A password manager is a software that helps you generate long and unique passwords with high entropy, stores these passwords, and manages them. A total of 11.6 billion records have been collected by Have I been pwned, which is more than the entire population of the Earth.
The 2019 Google online security survey put forth their finding that 52 percent of respondents use the same password for multiple accounts. This signals a strong requirement of a password manager to assist users with their passwords.
How do they function?
Password Managers act as a digital vault for your passwords. Based on how this vault is managed, they are broadly classified into three types.
Offline PMs: Locally installed password managers store the data in your device in an encrypted file. If you have a strong master password then breaching your data will need strenuous efforts since brute-forcing military-grade encryption can be chronophagous. Getting hold of the device might be the only option. Using password managers on multiple devices can be risky since you will have to sync them by making your password manager online, which in turn means your data can be accessible to third-parties.
Cloud based PMs: Here the vault is generally uploaded on a cloud platform where your passwords are secured in an encrypted form by the service provider’s network. These passwords are auto-filled by the means of browser extensions or any smartphone applications, which can quickly be accessed from anywhere without any hurdle. Many leading password managers use a model which has zero knowledge security. This means that the password manager you use knows your passwords but the company providing the software doesn’t.
Token-based PMs: In this scenario a local hardware (usually a flash drive) contains a key to unlock a particular account. These are also known as stateless password managers since there is no password database. Here the password manager creates the tokens every single time a login happens and hence these need not be synchronised. You can lose access to your passwords if you lose your device.
Why use Password Managers?
Vulnerabilities like phishing, brute force attacks, malware attacks, social engineering attacks can be avoided using a password managers
Passwords are stored in an encrypted manner making them less susceptible to attacks
Features such as the local storage option, cloud storage option, 2FA, the fail-safe function can ameliorate your experience
The auto-fill feature can help reduce password chaos and also increases productivity. It also prevents one from using the same password multiple times.

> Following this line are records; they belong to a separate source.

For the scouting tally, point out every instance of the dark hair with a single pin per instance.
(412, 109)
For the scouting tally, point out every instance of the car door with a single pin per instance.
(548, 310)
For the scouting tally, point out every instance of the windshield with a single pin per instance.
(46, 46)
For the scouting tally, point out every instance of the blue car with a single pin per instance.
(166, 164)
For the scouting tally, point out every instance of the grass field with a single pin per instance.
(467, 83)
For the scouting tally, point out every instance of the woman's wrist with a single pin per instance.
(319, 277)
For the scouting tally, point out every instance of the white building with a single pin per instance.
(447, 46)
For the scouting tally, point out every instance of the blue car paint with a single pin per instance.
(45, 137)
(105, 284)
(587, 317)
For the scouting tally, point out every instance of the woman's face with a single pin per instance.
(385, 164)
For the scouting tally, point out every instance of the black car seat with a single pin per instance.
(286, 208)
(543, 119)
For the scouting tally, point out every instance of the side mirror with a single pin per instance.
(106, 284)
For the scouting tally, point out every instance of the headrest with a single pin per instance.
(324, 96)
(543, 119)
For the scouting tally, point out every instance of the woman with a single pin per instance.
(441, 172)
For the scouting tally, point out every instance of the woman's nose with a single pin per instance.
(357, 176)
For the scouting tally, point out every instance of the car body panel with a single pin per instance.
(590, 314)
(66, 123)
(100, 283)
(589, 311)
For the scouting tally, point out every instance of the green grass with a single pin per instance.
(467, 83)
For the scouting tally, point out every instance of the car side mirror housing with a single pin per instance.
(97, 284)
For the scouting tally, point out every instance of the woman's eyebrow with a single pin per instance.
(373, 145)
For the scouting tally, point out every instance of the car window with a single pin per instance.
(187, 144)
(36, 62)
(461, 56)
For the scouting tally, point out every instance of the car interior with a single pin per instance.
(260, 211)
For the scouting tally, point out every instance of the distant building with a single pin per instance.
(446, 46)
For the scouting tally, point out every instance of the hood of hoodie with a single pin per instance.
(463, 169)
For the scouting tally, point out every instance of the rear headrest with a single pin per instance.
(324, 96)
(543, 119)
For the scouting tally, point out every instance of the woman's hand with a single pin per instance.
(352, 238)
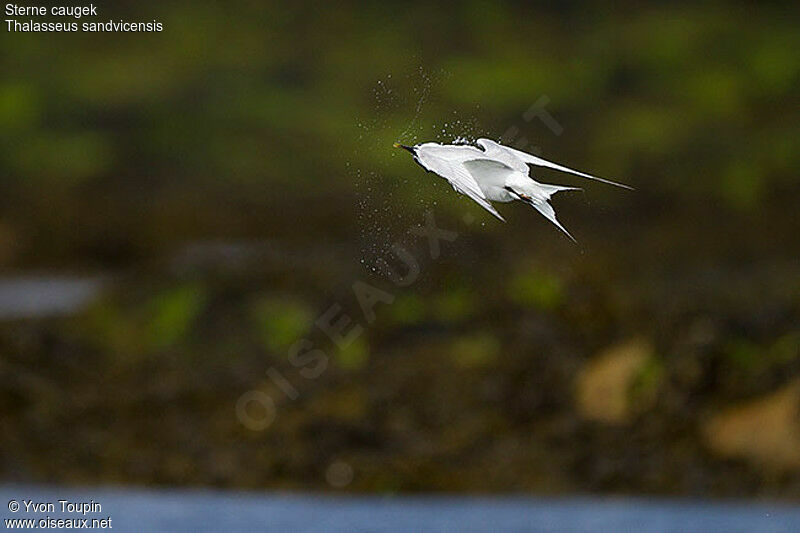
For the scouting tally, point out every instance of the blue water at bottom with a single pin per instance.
(201, 510)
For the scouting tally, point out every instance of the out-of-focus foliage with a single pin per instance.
(234, 175)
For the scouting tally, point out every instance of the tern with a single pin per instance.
(492, 172)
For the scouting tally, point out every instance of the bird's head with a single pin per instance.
(404, 147)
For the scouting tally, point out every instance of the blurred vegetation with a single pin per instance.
(271, 124)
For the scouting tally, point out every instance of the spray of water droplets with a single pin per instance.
(381, 216)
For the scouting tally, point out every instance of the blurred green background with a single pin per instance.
(227, 180)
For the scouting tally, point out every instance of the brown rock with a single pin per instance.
(603, 386)
(765, 431)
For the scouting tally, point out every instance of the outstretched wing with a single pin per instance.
(488, 172)
(488, 145)
(458, 176)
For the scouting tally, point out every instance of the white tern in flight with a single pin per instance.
(494, 173)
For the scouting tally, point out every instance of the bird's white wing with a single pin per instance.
(489, 173)
(453, 170)
(488, 144)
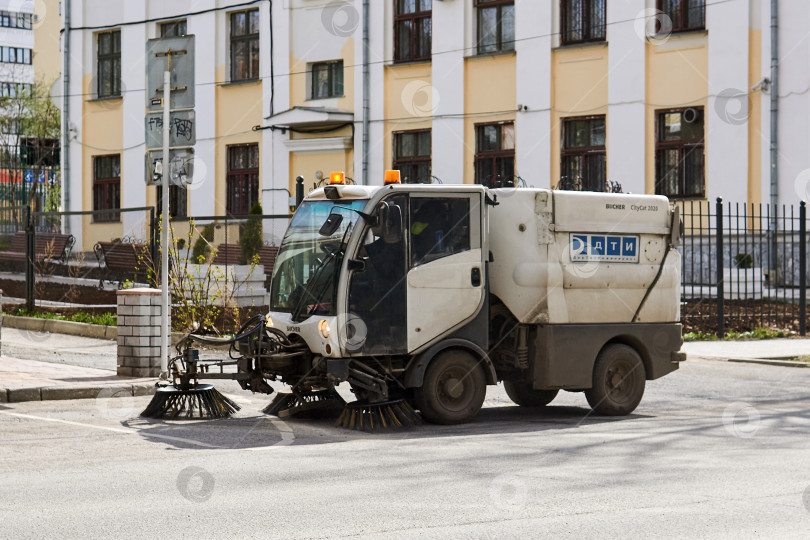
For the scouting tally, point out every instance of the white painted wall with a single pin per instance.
(626, 137)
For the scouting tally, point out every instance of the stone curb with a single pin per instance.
(33, 324)
(49, 393)
(770, 362)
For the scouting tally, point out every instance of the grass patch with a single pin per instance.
(104, 319)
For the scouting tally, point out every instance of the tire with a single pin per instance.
(618, 381)
(524, 395)
(453, 389)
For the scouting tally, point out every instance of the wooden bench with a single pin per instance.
(228, 254)
(47, 247)
(122, 260)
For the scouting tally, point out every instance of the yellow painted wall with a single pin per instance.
(238, 109)
(580, 88)
(101, 134)
(676, 77)
(408, 103)
(490, 95)
(298, 80)
(47, 59)
(754, 118)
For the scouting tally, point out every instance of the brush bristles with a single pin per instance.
(379, 416)
(202, 401)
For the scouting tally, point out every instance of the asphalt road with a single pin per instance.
(715, 450)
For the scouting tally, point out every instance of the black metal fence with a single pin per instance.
(744, 266)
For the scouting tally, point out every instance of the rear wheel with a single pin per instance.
(524, 395)
(618, 381)
(453, 389)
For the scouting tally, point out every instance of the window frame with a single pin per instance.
(583, 152)
(330, 65)
(495, 155)
(500, 47)
(101, 189)
(412, 162)
(683, 11)
(683, 147)
(248, 39)
(415, 17)
(565, 6)
(115, 68)
(248, 180)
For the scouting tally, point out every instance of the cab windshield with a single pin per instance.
(305, 276)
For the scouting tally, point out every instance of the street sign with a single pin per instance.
(175, 54)
(181, 166)
(182, 133)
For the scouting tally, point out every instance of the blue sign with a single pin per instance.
(604, 248)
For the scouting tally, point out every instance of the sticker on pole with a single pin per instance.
(616, 248)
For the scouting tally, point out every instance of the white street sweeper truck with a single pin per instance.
(419, 296)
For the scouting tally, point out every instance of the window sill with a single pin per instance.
(241, 83)
(510, 52)
(581, 45)
(106, 99)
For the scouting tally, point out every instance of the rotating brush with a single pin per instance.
(197, 401)
(311, 405)
(364, 416)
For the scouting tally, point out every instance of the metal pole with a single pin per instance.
(164, 232)
(721, 315)
(803, 268)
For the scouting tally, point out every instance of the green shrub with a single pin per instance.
(251, 238)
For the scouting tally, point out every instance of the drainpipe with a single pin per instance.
(366, 91)
(774, 108)
(66, 114)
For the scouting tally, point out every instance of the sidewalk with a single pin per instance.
(43, 366)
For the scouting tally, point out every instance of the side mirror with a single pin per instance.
(331, 225)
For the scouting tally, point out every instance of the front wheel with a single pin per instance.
(453, 389)
(618, 381)
(524, 395)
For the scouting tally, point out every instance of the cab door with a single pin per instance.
(445, 281)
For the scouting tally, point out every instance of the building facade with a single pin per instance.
(660, 96)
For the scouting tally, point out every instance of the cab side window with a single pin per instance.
(438, 227)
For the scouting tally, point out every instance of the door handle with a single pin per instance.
(475, 277)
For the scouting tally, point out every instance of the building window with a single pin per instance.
(583, 21)
(173, 29)
(243, 178)
(327, 79)
(495, 154)
(15, 55)
(106, 187)
(496, 25)
(15, 20)
(583, 154)
(412, 30)
(178, 200)
(245, 45)
(679, 158)
(109, 64)
(412, 156)
(685, 14)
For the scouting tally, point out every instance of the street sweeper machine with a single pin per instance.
(419, 296)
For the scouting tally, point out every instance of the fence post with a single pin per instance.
(29, 260)
(721, 315)
(803, 268)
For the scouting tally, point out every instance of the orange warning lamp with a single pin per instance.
(392, 177)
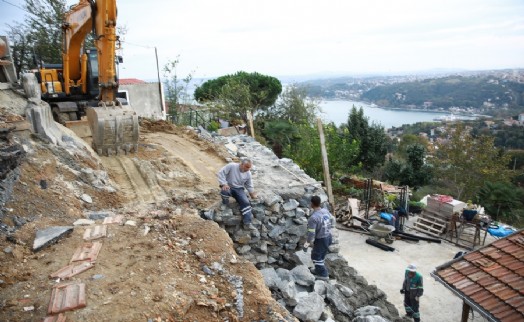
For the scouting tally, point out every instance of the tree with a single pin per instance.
(463, 162)
(279, 133)
(176, 89)
(304, 149)
(413, 172)
(40, 33)
(240, 93)
(294, 106)
(502, 200)
(373, 141)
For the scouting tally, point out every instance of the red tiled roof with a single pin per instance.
(67, 297)
(490, 278)
(130, 81)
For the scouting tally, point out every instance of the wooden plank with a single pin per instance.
(426, 232)
(325, 163)
(422, 226)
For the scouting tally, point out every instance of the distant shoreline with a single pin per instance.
(373, 105)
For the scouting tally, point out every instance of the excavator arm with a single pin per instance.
(114, 128)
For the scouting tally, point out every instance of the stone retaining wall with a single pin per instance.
(280, 216)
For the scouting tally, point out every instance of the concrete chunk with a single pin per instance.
(309, 308)
(49, 236)
(303, 276)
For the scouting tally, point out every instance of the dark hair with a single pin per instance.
(315, 201)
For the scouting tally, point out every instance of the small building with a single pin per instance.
(146, 99)
(489, 280)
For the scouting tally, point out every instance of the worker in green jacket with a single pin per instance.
(412, 289)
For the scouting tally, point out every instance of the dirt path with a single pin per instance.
(131, 181)
(200, 159)
(386, 271)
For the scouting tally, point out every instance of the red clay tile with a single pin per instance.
(502, 243)
(516, 302)
(478, 275)
(510, 278)
(88, 251)
(483, 262)
(502, 310)
(491, 303)
(486, 281)
(496, 288)
(472, 289)
(460, 285)
(470, 270)
(95, 232)
(460, 265)
(113, 220)
(493, 278)
(57, 318)
(454, 278)
(446, 272)
(490, 267)
(71, 270)
(507, 294)
(67, 297)
(473, 256)
(513, 317)
(481, 296)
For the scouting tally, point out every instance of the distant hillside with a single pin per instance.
(482, 91)
(453, 91)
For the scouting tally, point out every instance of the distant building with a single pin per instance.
(147, 99)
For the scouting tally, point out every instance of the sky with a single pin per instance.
(311, 37)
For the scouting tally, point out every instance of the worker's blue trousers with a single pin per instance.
(318, 254)
(243, 202)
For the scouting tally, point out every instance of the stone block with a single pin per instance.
(49, 236)
(366, 310)
(309, 308)
(303, 276)
(289, 205)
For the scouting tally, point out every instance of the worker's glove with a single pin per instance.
(306, 246)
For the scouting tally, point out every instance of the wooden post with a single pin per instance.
(250, 119)
(325, 164)
(465, 311)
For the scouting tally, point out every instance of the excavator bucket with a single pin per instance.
(114, 129)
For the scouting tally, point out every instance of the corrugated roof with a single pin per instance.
(490, 279)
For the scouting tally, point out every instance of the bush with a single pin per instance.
(213, 126)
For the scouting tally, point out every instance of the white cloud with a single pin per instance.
(287, 37)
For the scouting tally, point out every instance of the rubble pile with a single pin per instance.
(280, 215)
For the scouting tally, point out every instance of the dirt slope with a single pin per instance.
(155, 269)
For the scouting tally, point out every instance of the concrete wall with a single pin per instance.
(145, 99)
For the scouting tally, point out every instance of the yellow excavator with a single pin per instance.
(86, 83)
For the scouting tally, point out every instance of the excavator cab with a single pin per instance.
(86, 83)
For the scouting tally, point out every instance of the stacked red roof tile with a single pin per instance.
(491, 277)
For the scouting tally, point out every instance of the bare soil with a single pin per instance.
(153, 270)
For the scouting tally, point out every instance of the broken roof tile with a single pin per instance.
(72, 270)
(113, 220)
(57, 318)
(67, 297)
(491, 277)
(95, 232)
(87, 252)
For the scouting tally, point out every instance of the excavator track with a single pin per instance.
(114, 129)
(132, 181)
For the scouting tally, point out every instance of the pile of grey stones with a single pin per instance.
(280, 216)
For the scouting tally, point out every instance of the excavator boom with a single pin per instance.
(86, 83)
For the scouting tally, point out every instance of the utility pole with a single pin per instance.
(159, 85)
(325, 164)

Enables easy and secure password sharing, as many people share credentials with family and friends
Why to stay away from them?
- Lack of clarity in service and its implementation, types of guarantees, privacy policies, and third party interferences lend irregularity to the concept of password managers
- If you lose the master password, then recovery of the other passwords is a tedious process
- If a hacker uses a keystroke logger (records keystrokes of the keyboard), then the master key can be found, hence endangering other passwords
An expectant future
Researchers still advocate using password managers because after scrutinising hundreds of security breaches it has been proved that poor password hygiene is the root cause of password compromise. Moving towards password managers takes a little time and patience, but once you do so there will be no going back. Taking some time to research your options to migrate towards password managers will soon be key to a secure digital life.